Every one of us needs to be an "Empowered Patient" – I had several very bad experiences with staff at supposedly the best hospital in New York City. This included bringing an hysterical woman into my room (I am male) at 1:30 in the morning, waking me up & couldn't get back to sleep that night. Three letter of complaint to the hospital went unanswered. For free tips on this, links to related articles, free videos and books: http://shareourtips.com/health_empowered_patient.html
It's about time. The health care industry is late in realizing they need safety procedures built into the system. They and certain politicians want to blame the tort system, but the industry really needs to get its act together first. I applaud the emphasis on patient safety.
100 % 'error proof'...easy enough; "your dr/rt/rn/pt will be robot Hal today"...
Words, just words, and most of which we have heard before. No specifics, just good intentions. Wonder what the Joint Commission on Accreditation of Healthcare Organizations has been doing all these years? And all those 25 or so "quality assurance" organizations? The only incentive that has worked in the past is to stop paying for shoddy care, and not continuing to throw more money at the problem with recycled and renamed QA programs. Anybody notice that the two biggest offenders are Medicare and Medicaid, which are government-run programs? Why should anybody believe that the government can do a better job this time?
I am a primary care physician and has seen the healthcare industry since 1994 get from bad to worse. They can never fix it because the 2 main players in the field are the patient and the doctor who are not calling the shots. Non physicans are making decisions how to deliver healthcare. The patient needs to be empowered and take control, listen to the doctor. Tort reform is a must to stop us from practicing defensive medicine.
Preventive medicine is the cheapest medicine and does not need health insurance if orders from the doctors are strictly followed but only 2 out of every 10 patients really follow the recommendations
The list of huge problems with health-care providers is gargantuan, like their equally gargantuan egos, mistakes, guess-work, cluelessness, obstinacy, etc., any one of which can, and obviously does, get patients injured, crippled or dead. At the same time they whine about getting Tort Reform when they should do a better, more thoughtful job. Look, if you’re going to cause pain, suffering and death to people instead of help them, then yeah, you should get bashed with huge lawsuits. These health-care providers want to be able to accidentally sever a patient’s spinal cord, but not suffer the same fate translated into a monetary value; if you paralyze, cripple, disfigure, kill, a patient, etc., you should be devastated just as much as what you did to that person.

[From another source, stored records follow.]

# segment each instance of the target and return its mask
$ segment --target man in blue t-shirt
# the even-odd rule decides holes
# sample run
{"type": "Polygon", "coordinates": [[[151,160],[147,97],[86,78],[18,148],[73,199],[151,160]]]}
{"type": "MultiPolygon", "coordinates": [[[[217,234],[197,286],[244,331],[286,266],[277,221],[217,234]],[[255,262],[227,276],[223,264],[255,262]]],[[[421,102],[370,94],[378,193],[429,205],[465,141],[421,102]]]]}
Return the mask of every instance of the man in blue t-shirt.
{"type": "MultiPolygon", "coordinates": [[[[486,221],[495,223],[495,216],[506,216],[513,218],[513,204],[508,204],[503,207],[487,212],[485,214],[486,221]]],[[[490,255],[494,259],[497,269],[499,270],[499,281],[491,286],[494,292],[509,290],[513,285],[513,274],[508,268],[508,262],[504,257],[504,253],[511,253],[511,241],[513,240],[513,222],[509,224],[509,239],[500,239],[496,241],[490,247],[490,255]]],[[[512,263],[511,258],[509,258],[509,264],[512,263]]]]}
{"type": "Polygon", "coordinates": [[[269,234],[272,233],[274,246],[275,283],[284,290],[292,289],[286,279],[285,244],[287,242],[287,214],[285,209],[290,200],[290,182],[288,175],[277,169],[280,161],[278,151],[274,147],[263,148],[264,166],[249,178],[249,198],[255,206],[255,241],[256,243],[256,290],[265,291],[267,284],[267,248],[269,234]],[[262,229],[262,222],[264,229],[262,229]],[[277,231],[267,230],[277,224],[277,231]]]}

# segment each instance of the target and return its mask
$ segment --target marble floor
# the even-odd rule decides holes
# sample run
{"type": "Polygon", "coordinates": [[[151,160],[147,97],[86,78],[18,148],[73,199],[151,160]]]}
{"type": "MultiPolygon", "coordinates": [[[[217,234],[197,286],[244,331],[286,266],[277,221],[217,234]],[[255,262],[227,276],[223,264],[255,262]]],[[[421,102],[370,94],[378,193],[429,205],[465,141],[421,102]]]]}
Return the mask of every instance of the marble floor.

I dearly hope the next time you are in need of medical care that you get a provider like the one you described above. Medical care IS in need of reform, and there certainly are awful providers out there. But blanketing an entire group of people (many who do care and work hard) with a bunch of nasty adjectives is hardly a solution to the problem.
I am glad to see this issue and its cost implications finally getting addressed. A glaring example from my family – one family member nearly died from infection and complications from medical errors during what was supposed to be a simple procedure. Long story short – what should have been a 2-3 day stay costing maybe $40,000 turned into an 8 month horror show of intensive care, repair surgeries, etc that ran more than $300,000. Thankfully covered by insurance – but errors and incompetence drove this cost sky high. Not to mention pain, lost work, and lifelong damage. One surgeon involved had made exactly the same mistake on other patients with similar results. We need access to quality control measures on doctors and hospitals, errors need to be reported and policed much better, and insurance companies need to start handing the bill back to the hospital when the hospital or its doctors screw up. That's the only incentive I can see for hospitals to improve their procedures and weed out incompetence. Tort reform, my heinie! Let's start eliminating the mistakes instead of penalizing the patients who are victims and the health insurers who get hit with the bills.